Zero copy of string to byte

Zero-copy

In addition to the project, look at Gin's source code and see that the following two functions do not need to be copied. Then let's analyze how it is realized.

1. Basic data structure

// StringToBytes converts string to byte slice without a memory allocation.
func StringToBytes(s string) (b []byte) {
	sh := *(*reflect.StringHeader)(unsafe.Pointer(&s))
	bh := (*reflect.SliceHeader)(unsafe.Pointer(&b))
	bh.Data, bh.Len, bh.Cap = sh.Data, sh.Len, sh.Len
	return b
}

// BytesToString converts byte slice to string without a memory allocation.
func BytesToString(b []byte) string {
	return *(*string)(unsafe.Pointer(&b))
}

Let's look at the runtime data structure representation of byte and string

// StringHeader is the runtime representation of a string.
// It cannot be used safely or portably and its representation may
// change in a later release.
// Moreover, the Data field is not sufficient to guarantee the data
// it references will not be garbage collected, so programs must keep
// a separate, correctly typed pointer to the underlying data.
type StringHeader struct {
	Data uintptr
	Len  int
}
// SliceHeader is the runtime representation of a slice.
// It cannot be used safely or portably and its representation may
// change in a later release.
// Moreover, the Data field is not sufficient to guarantee the data
// it references will not be garbage collected, so programs must keep
// a separate, correctly typed pointer to the underlying data.
type SliceHeader struct {
	Data uintptr
	Len  int
	Cap  int
}

For the above structure, please refer to: / go / SRC / reflect / value go

The Data type of Data is uintptr, and uintptr is an integer type, which is large enough to hold any pointer

// uintptr is an integer type that is large enough to hold the bit pattern of
// any pointer.
type uintptr uintptr

Since the data types of string and byte are relatively similar, only a Cap representation is added to the SliceHeader of byte.
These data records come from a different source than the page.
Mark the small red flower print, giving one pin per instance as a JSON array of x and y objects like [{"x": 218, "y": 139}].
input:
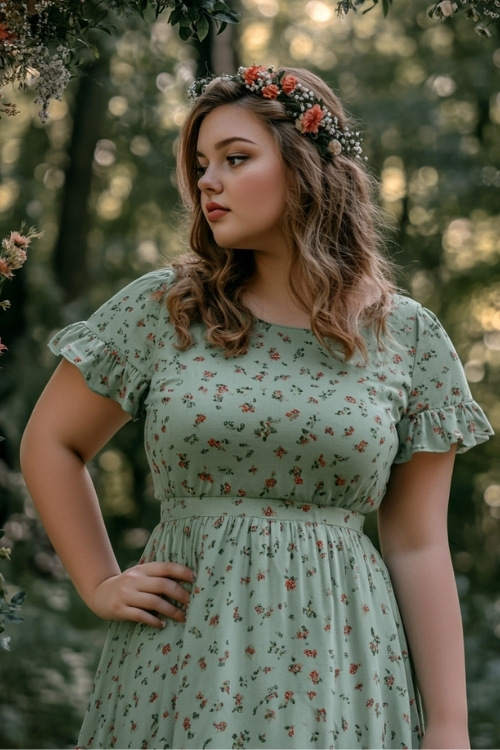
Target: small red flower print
[
  {"x": 310, "y": 121},
  {"x": 270, "y": 92},
  {"x": 311, "y": 652},
  {"x": 247, "y": 408},
  {"x": 205, "y": 477},
  {"x": 360, "y": 447},
  {"x": 252, "y": 73},
  {"x": 389, "y": 680},
  {"x": 289, "y": 83},
  {"x": 220, "y": 726}
]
Yes in read string. The difference between him and Slice is that Slice can grow dynamically. This is why Slice has an additional Cap attribute.

2. Performance difference

var x = "hello world"

// Benchmark bytestostring zero copy
func BenchmarkBytesToString(b *testing.B) {
   for i := 0; i <= b.N; i++ {
      _ = StringToBytes(x)
   }
}

//BenchmarkBytesToStringNormal native
func BenchmarkBytesToStringNormal(b *testing.B) {
   for i := 0; i <= b.N; i++ {
      _ = []byte(x)
   }
}

Use the above test cases to test the execution efficiency of the two methods, as follows:

go test -bench="." -benchmem

BenchmarkBytesToString-8                1000000000               0.3072 ns/op          0 B/op          0 allocs/op
BenchmarkBytesToStringNormal-8          238276338                5.011 ns/op           0 B/op          0 allocs/op
PASS
ok      hello/cmd       2.944s

Using forced type conversion, each operation takes 0.3072 nanoseconds, and there is no memory allocation

Using the [] byte() method of the system, each operation takes 5.011 nanoseconds, and there is no memory allocation

At this time, a question arises: why does the system's string to byte not generate memory allocation? Let's look at the source code processing of go

// The constant is known to the compiler.
// There is no fundamental theory behind this number.
const tmpStringBufSize = 32

type tmpBuf [tmpStringBufSize]byte

func stringtoslicebyte(buf *tmpBuf, s string) []byte {
	var b []byte
	if buf != nil && len(s) <= len(buf) {
		*buf = tmpBuf{}
		b = buf[:len(s)]
	} else {
		b = rawbyteslice(len(s))
	}
	copy(b, s)
	return b
}


// rawbyteslice allocates a new byte slice. The byte slice is not zeroed.
func rawbyteslice(size int) (b []byte) {
	cap := roundupsize(uintptr(size))
	p := mallocgc(cap, nil, false)
	if cap != uintptr(size) {
		memclrNoHeapPointers(add(p, uintptr(size)), cap-uintptr(size))
	}

	*(*slice)(unsafe.Pointer(&b)) = slice{p, size, int(cap)}
	return
}

From the above code, we can see that in the type conversion, runtime will be advanced in length judgment, if the length is less than len(buf), that is, the length of tmpStringBufSize, directly copy(b, s), the current tmpStringBufSize length is 32. When the string length is greater than 32, a memory request will be made and the rawbyteslice function will continue to be called. Calculate the memory size to be applied according to the length of the string. Therefore, when the string is too large, and then type conversion, it will cause frequent memory applications, and the performance will decline.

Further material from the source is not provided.